In view of the fact that the additional item scores for accompanied interactions were only available for a subset of the encounters, only the first nine items were used for the AUROC analysis and the estimation of a quantitative diagnostic threshold. The area under the ROC curve was 0.98 (see Figure 2). At the optimal DSA score for the distinction of patients with ND from those with FMD of +1 (with DSA score above this threshold suggesting a diagnosis of ND) the DSA-derived total score identified patients with ND with a sensitivity of 86.7% and a specificity of 100%.
Figure 2. Area under the Receiver Operator Characteristic Curve.

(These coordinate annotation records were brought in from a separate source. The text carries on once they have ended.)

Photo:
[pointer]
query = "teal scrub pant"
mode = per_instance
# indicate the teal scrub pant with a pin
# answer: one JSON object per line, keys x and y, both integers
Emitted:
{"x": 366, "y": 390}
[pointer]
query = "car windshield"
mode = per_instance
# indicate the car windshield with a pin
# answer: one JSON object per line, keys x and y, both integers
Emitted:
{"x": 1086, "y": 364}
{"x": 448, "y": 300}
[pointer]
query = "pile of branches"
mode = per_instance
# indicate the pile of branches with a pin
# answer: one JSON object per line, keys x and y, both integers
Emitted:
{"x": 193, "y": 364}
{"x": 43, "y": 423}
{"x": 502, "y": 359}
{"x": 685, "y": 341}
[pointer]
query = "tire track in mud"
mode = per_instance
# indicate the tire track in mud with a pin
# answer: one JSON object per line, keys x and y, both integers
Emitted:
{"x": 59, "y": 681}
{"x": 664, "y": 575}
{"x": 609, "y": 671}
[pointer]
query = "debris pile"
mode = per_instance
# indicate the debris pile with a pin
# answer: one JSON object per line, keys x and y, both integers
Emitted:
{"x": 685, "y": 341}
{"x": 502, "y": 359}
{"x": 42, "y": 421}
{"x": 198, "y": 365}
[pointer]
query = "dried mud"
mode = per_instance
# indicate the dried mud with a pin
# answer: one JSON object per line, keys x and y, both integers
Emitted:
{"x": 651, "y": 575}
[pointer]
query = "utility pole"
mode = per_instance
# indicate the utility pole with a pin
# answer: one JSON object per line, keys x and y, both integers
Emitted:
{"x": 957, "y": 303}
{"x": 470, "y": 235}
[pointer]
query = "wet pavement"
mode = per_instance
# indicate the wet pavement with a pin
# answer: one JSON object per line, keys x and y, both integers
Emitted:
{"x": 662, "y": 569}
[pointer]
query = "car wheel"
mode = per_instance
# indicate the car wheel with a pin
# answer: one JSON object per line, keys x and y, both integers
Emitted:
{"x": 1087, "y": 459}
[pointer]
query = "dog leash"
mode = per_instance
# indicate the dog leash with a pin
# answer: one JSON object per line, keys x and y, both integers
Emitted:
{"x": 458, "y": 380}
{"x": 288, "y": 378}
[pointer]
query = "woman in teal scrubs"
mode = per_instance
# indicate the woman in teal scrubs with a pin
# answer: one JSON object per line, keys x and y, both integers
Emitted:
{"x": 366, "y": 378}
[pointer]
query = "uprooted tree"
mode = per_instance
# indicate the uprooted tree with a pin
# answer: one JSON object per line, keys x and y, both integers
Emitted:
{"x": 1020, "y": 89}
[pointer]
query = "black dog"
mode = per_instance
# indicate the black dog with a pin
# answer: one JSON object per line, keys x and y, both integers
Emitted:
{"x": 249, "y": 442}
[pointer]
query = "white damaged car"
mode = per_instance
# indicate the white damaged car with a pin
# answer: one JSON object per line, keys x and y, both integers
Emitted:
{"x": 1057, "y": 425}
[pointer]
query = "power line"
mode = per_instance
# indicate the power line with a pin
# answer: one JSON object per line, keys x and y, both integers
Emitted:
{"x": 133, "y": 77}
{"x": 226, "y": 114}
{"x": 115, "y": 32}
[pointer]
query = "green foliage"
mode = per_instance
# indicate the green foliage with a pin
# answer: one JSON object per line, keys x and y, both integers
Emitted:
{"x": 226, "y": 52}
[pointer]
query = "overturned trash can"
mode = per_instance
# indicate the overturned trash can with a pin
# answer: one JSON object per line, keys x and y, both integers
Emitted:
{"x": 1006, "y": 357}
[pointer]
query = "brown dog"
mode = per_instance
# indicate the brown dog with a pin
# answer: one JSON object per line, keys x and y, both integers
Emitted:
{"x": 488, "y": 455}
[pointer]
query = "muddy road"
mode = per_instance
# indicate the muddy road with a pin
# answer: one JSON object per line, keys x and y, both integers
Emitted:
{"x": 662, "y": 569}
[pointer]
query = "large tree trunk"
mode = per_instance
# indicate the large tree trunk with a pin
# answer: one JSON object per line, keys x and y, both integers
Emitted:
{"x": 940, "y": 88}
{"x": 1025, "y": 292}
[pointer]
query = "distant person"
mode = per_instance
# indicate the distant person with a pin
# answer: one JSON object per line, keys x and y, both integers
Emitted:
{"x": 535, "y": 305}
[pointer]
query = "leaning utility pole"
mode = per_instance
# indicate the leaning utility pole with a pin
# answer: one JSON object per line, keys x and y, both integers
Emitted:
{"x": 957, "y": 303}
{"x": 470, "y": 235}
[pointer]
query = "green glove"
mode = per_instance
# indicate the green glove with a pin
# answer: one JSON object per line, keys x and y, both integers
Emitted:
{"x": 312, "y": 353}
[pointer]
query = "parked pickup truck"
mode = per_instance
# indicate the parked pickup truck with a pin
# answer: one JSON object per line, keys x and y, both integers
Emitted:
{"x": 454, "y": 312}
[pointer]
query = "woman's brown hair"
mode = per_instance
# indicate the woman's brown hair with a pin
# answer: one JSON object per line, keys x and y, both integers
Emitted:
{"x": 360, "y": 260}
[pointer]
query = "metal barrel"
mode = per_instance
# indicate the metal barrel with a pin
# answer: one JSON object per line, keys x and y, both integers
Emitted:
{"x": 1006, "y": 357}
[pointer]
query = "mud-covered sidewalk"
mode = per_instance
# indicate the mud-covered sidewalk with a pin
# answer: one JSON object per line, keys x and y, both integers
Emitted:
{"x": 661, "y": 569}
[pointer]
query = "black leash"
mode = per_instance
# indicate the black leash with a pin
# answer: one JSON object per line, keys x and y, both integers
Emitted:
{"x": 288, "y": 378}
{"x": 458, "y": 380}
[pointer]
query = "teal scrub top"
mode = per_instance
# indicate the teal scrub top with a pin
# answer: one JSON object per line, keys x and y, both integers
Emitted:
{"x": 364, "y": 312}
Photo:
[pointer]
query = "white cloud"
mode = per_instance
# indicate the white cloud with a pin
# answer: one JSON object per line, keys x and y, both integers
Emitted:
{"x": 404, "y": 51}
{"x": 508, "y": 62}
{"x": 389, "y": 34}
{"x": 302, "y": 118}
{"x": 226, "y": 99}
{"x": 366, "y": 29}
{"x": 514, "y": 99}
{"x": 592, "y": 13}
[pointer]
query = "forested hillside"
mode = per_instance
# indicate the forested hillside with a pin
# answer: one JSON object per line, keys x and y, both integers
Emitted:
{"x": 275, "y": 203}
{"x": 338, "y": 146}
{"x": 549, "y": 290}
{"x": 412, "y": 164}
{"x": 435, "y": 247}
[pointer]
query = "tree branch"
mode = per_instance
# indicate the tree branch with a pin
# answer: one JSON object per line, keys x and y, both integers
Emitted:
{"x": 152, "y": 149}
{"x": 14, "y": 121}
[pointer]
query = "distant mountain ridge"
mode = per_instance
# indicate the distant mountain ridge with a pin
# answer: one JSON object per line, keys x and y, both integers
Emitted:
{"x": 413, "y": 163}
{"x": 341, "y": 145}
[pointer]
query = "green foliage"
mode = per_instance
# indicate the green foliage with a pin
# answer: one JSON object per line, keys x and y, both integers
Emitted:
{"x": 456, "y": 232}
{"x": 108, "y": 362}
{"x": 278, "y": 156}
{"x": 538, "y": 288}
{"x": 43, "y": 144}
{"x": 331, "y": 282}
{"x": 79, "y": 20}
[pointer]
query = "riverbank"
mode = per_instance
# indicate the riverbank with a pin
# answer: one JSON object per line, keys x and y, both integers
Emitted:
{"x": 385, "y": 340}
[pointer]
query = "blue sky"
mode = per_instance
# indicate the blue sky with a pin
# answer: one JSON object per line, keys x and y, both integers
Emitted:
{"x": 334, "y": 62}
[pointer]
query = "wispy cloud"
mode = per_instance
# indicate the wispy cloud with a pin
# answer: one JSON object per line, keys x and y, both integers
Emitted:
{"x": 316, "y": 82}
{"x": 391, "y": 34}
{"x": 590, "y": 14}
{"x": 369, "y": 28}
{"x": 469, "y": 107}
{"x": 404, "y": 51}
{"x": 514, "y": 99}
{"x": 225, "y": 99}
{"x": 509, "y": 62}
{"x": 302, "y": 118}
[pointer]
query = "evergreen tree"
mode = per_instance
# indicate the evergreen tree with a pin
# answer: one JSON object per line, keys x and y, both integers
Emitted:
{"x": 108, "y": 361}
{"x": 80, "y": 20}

A ROC curve was constructed for the sample of 15 ND and 15 FMD cases.
3.4. Results – Part 2
3.4.1. Quantitative scoring using the DSA (blinded results)
Rater 1 was accurate in 10/10 cases, whilst Rater 2 correctly predicted 9/10 diagnoses on the basis of DSA-guided qualitative analysis (Rater 1 was more experienced because of his involvement in Part 1 of the project). The results were identical when the linguistic diagnostic prediction was based on the numeric DSA scores. The case misdiagnosed by Rater 2 as FMD (when the ultimate medical diagnosis was ND) attracted the lowest score Rater 1 gave to any of the patients assessed as having ND (+4) and the highest score Rater 2 gave to any patients thought to have FMD (-1). This suggests that the patient misdiagnosed by Rater 2 had an objectively ambiguous conversational profile, posing a particular discriminatory challenge. The differences in the two raters’ diagnostic prediction was based on a single completely discordant judgment of DSA item 4 (ratings 1 vs. -1) and on non-concordant decisions (0 vs. 1 or 0 vs. -1) on DSA items 3, 7, 9, 13 and 14 (see Table 4 for further DSA scoring details).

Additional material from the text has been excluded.